I had also read, right in the same Permalinks setting on my Admin page, that if only my .htaccess file was writeable, I wouldn’t be having this problem. You can find that all explained at:

By the way, notice how pretty the WordPress URL is – Grrrrr! So I went under the hook again, to the root directory of my website, and started searching for the elusive .htaccess file…no dice! I finally figured out that I needed to turn on a switch in Filezilla, which allowed hidden files to be shown. If you ever need it, it’s in the Filezilla menu under Server/Force showing hidden files. Voila, hidden files showed up, but there was no .htaccess file anywhere to be found.
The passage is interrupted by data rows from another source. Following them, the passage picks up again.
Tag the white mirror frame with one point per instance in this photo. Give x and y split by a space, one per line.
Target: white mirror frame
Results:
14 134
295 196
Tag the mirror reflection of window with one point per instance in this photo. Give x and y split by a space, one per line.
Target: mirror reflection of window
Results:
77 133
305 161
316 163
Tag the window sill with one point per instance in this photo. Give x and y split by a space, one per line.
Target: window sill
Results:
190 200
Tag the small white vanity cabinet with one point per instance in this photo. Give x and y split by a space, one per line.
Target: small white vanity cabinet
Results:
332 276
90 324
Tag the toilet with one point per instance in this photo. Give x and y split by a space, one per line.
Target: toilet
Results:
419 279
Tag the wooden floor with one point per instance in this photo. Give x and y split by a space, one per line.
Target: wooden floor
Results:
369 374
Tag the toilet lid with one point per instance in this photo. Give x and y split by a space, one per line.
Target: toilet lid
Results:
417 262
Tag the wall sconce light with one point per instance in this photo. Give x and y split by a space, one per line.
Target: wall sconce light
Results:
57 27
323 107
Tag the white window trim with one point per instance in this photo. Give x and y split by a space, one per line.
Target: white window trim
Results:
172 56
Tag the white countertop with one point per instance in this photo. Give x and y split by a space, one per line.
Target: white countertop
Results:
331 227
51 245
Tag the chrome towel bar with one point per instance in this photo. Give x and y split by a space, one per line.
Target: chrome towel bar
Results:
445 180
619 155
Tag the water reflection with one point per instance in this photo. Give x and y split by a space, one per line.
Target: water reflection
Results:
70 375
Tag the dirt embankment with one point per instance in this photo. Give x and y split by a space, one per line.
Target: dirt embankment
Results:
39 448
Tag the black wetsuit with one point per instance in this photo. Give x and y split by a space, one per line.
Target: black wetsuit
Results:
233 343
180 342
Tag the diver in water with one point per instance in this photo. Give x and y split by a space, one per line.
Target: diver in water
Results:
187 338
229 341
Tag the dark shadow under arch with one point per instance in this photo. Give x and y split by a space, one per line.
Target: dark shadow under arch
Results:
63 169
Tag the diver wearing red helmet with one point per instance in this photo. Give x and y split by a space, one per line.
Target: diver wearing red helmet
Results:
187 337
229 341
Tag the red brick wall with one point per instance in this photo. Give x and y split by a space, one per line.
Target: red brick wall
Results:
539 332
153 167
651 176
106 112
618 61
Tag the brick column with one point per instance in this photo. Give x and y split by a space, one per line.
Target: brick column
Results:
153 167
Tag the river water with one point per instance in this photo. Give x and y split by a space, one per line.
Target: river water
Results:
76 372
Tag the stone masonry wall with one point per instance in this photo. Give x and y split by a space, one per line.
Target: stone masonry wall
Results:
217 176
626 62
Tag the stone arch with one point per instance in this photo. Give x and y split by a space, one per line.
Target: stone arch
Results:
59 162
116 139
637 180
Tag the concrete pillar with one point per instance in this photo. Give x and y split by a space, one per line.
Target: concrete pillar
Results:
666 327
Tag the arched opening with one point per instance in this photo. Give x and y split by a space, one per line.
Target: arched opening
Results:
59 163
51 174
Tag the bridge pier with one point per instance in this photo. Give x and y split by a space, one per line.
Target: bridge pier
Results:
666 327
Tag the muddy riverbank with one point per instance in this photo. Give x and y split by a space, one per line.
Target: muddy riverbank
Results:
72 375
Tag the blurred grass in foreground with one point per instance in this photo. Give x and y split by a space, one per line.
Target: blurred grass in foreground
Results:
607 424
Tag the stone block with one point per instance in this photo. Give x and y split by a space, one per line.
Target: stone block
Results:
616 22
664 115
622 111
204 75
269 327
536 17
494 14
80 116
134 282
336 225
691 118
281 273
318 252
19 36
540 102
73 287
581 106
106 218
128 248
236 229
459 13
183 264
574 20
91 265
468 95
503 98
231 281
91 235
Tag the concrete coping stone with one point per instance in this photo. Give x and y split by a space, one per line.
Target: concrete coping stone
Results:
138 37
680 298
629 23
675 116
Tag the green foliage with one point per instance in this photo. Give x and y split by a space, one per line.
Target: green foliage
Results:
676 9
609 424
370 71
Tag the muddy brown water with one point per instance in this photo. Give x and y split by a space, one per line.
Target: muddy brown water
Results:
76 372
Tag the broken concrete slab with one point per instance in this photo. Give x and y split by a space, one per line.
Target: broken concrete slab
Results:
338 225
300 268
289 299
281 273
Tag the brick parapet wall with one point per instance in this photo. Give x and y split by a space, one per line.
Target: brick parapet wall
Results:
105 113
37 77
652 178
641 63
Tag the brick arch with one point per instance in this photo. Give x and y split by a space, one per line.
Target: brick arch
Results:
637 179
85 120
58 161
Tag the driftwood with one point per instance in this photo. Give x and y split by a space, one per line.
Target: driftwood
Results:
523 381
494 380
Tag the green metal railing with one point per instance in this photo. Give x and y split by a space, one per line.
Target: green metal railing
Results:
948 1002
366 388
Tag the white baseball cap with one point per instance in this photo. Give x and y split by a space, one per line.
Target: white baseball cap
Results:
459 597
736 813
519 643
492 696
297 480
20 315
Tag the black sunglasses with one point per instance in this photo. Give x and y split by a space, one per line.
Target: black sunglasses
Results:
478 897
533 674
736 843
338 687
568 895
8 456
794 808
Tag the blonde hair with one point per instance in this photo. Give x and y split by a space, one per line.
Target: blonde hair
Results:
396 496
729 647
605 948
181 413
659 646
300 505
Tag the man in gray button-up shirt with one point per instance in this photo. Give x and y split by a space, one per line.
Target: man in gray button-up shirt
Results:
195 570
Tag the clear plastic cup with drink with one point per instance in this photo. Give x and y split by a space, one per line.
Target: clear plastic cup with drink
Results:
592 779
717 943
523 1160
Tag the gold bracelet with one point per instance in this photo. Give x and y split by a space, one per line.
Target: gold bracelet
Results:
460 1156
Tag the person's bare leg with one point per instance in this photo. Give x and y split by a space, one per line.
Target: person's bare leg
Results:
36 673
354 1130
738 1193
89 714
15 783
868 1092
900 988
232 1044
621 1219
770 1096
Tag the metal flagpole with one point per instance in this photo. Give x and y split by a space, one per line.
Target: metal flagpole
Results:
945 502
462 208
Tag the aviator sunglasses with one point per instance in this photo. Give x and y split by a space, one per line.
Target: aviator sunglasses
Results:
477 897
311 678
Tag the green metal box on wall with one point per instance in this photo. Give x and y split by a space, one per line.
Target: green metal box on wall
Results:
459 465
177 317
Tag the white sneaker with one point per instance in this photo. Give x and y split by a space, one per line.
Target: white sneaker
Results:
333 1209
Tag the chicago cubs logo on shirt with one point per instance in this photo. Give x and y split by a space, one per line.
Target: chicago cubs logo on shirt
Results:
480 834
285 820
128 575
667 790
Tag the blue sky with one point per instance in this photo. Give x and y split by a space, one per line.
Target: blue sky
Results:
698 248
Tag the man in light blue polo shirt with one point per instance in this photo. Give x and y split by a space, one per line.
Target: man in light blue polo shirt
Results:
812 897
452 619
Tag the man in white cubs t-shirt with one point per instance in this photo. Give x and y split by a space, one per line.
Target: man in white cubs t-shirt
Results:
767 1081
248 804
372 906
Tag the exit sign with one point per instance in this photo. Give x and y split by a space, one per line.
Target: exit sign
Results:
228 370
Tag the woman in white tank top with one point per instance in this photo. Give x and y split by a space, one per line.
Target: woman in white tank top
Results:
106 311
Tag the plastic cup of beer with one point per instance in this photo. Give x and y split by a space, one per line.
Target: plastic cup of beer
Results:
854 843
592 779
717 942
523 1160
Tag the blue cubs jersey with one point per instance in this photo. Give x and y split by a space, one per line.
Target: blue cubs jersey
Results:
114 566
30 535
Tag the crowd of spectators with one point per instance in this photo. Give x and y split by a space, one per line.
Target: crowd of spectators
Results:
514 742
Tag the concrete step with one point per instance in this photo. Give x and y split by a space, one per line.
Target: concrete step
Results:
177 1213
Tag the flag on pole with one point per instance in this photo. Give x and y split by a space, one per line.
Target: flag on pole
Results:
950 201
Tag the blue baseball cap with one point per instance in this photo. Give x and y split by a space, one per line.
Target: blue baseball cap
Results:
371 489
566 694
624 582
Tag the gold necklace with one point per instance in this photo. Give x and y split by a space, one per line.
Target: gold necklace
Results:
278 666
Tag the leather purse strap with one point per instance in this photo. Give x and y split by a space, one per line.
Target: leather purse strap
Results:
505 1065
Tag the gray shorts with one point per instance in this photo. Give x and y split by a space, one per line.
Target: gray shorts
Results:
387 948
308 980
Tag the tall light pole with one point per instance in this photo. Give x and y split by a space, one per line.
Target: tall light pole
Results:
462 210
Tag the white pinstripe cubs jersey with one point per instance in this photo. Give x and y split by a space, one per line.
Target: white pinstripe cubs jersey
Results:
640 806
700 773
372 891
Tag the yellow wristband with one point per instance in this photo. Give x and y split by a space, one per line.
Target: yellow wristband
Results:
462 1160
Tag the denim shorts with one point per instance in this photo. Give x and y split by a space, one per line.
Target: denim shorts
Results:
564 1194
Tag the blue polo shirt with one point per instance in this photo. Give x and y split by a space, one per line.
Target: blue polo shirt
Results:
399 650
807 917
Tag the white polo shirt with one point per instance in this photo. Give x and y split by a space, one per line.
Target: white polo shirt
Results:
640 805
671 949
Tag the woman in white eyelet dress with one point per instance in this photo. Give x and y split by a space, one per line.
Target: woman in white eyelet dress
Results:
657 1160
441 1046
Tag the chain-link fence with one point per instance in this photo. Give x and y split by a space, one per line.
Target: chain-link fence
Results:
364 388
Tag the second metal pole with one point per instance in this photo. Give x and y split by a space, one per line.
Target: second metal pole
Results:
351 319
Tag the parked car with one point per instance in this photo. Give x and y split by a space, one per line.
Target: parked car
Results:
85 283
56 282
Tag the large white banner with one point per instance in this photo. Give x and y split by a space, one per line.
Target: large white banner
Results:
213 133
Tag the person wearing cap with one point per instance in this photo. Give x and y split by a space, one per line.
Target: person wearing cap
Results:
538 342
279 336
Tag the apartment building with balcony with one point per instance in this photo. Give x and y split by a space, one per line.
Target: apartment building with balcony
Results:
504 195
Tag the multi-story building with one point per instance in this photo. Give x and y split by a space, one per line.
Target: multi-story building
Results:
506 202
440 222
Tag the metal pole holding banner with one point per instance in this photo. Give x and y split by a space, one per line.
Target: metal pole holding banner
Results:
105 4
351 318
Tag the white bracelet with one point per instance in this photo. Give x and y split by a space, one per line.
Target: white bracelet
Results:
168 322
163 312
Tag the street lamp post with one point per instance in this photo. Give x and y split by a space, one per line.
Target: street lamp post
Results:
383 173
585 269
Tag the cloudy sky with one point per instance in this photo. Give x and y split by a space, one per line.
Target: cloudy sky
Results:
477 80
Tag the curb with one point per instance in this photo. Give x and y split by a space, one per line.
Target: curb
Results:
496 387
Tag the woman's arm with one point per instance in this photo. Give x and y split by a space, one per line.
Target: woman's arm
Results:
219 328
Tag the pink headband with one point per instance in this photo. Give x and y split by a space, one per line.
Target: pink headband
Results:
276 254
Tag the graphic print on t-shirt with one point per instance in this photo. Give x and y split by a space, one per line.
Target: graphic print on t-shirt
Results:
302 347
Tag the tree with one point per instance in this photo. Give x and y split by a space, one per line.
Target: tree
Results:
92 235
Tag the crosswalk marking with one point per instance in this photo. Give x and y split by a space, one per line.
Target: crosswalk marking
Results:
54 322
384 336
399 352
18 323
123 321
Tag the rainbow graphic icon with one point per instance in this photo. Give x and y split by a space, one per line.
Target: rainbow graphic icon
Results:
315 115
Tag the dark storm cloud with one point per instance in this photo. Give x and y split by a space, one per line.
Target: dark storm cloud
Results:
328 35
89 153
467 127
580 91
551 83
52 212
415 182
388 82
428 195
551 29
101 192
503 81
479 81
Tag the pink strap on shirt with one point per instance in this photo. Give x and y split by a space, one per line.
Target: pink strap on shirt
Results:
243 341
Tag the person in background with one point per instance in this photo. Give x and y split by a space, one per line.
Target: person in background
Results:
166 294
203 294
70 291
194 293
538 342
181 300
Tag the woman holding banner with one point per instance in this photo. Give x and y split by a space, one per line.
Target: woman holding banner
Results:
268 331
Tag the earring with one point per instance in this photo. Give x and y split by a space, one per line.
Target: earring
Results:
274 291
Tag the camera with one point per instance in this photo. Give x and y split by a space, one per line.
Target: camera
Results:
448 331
After a bit more reading and head scratching – actually a lot of head scratching, I read somewhere that it’s possible to have a website up and running in WordPress without an .htaccess file.
Then I read somewhere else that it’s really easy to create your own .htaccess file, and then paste the suggested text which appears at the bottom of the Permalinks setting into that file, then copy it to the root directory of your website. I went through two weeks of wondering and worrying whether it would trash my site, then got up the courage this morning.

So here’s the trick, and it’s really simple:

Open Notepad, or a simple text editor, then go into your Admin page under Settings/Permalinks. Change the setting to whatever you want, then update – you’ll get the error message about the writable .htaccess file, with a paragraph of “code” further down the page, which you then cut and paste into the new Notepad file. Mine looked like this:

# BEGIN WordPress

RewriteEngine On
RewriteBase /
RewriteRule ^index\.php$ – [L]
RewriteCond %{REQUEST_FILENAME} !-f
RewriteCond %{REQUEST_FILENAME} !-d
RewriteRule . /index.php [L]

# END WordPress

Save the Notepad file as htaccess.txt, because a file with a period at the beginning of it won’t be able to be saved in Notepad (the final filename will be .htaccess, but I’m getting ahead of myself). Send that file via Filezilla, or whatever FTP software you use, to the root directory of your website. Then, right-click the file, and choose Rename. Rename the file to “.htaccess”, and double check that it was renamed correctly and shows up with the “Force showing hidden files” switch turned on in Filezilla.

Now go back to your Admin page, update, and check your website. It worked like a charm for me, and would have worked two months ago if I hadn’t been hesitant to try what was suggested right on the Admin/Settings/Permalinks page. I hope this works for you. By the way, I’m using WordPress 3.0.3, and I use FatCow, the only wind-powered web hosting service I know of. I’m also running Vista Business 64-bit. Good luck!